My Danish midwife recognized this plea as one for change. She leveled with me. It was 3:00 pm, and by the time I got to the hospital and was admitted, I would be having this baby, and there would be no time for drugs. She was right, my daughter was born at 6:50 pm, but in the meantime, those slave driving midwives took me for a hike to the river. I envisioned having my baby on the river banks, which I really didn’t want to do, so I found myself grimacing in pain and holding back.
That’s what I learned from my first labor. I clinched with each contraction, held it in, did not let go. I did not open, but I tightened with the pain and fought it every step of the way. My daughter remained crowned for three hours, and my midwives actually thought there might be a need for an episiotomy, even though in twenty years they had never done one. As any good midwife will do, they were patient and let my daughter come out as she needed to, as her heart rate remained normal and there was no need to rush things along. No interventions were needed.
I was on my hands and knees in the birthing tub when my daughter was born. Her daddy got to catch her as her grandmother watched. We carried her still attached to me to the bed, and immediately put her on the breast. She fed like she knew what to do, and we stared at her in amazement. Our plan was to wait until her cord stopped pulsing to cut it, but after the placenta was delivered, all hell broke loose, and that was forgotten for awhile.
I bled, and I bled, and I bled. My uterus would not contract. I lost a lot of blood. The apprentice gave me a shot of pitocin in the leg, and my husband held a flashlight as one midwive performed manual compressions on my uterus. If you’ve ever had someone shove their arm up to their elbow in your uterus while applying pressure from above, you know what I felt. It was worse than labor, far worse. My husband asked if we should be getting ready to transport to the hospital; my midwives said there was no time. My mother thought I was going to bleed to death. Suckling my daughter, I tuned it all out and put my faith in the universe that it would all be how it was meant to be.
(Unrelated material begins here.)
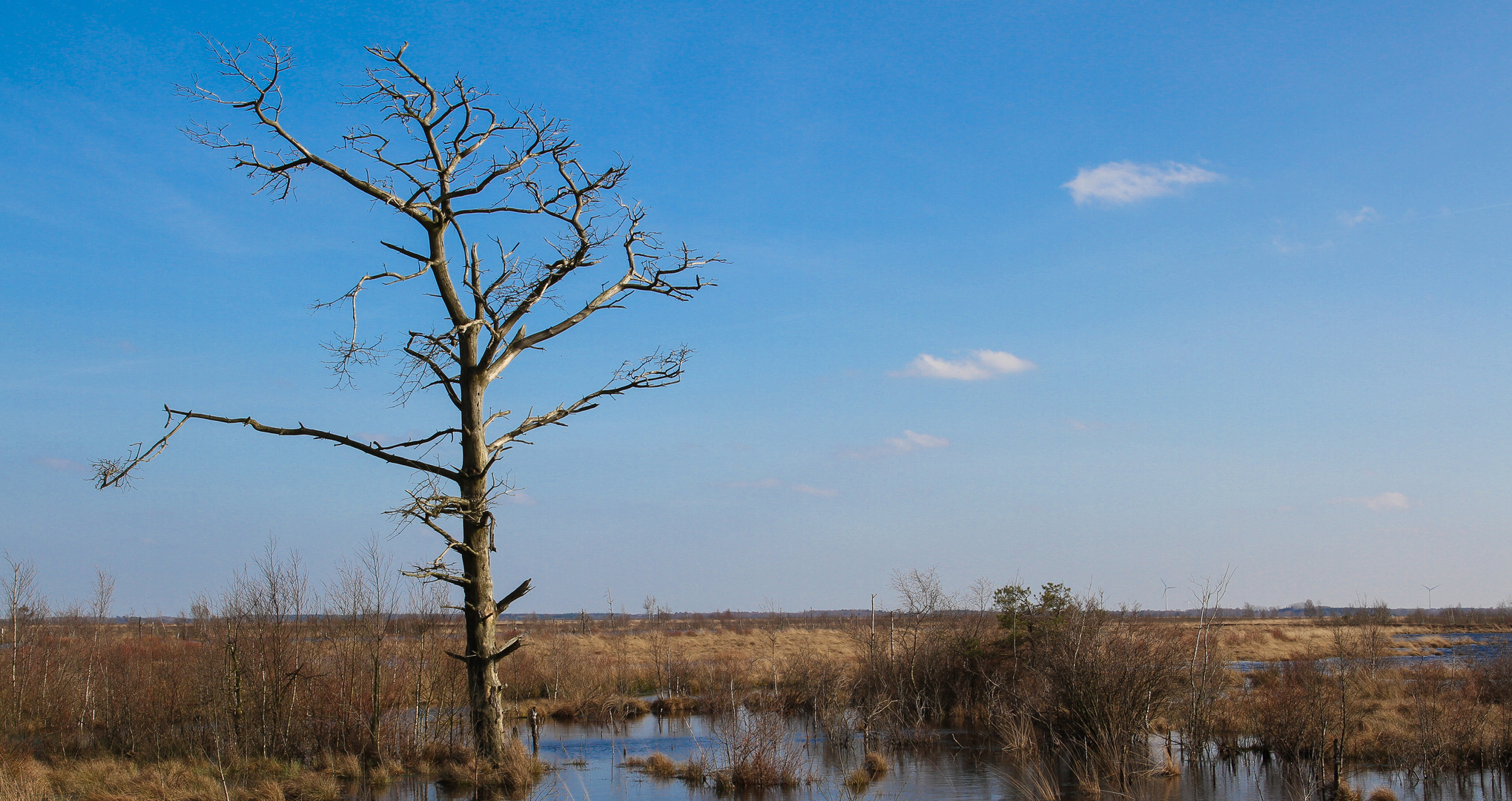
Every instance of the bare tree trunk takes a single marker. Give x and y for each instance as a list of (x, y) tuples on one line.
[(463, 165)]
The bleeding stopped. I was very weak. My mother was sent on a mission to buy Shepard’s Purse, Vitamin C, echinacea, black cherry juice, and Floradix. My midwives said they would start an iv if I wanted, but they felt that I could rebound if I followed their regime. I was sentenced to two weeks of bed rest.
We stayed in town for three days. I was too weak to take my daughter to the pediatrician and hospital for her PKU testing, so my husband and mother did it alone. She kept nursing like a champ, and I maintained that new momma bliss despite my weakened state. The 2.5 hour drive home was hard (my mother’s driving), and I felt feverish when we arrived. Lying on the couch, which became my home since I wasn’t allowed to climb stairs to our bedroom, I got very chilled despite the 90 degree temperatures. I was shivering and feared we needed to go to the hospital. My body temperature stabilized, and life went on.
After my hemorrhaging, you might think that I would be nervous about home births. I felt full confidence in my midwives to handle the situation, and I chose a home birth for my second child. My midwives were well trained (one in Denmark and one was a licensed midwive in CA), and I never once doubted their ability to handle the situation. In fact, I feel so blessed to have had people that cared about me be there in my time of need. My midwives say my life was not at risk, and I believe them. They felt compassion for my mother’s worries, and they also respect her for being cool throughout it all.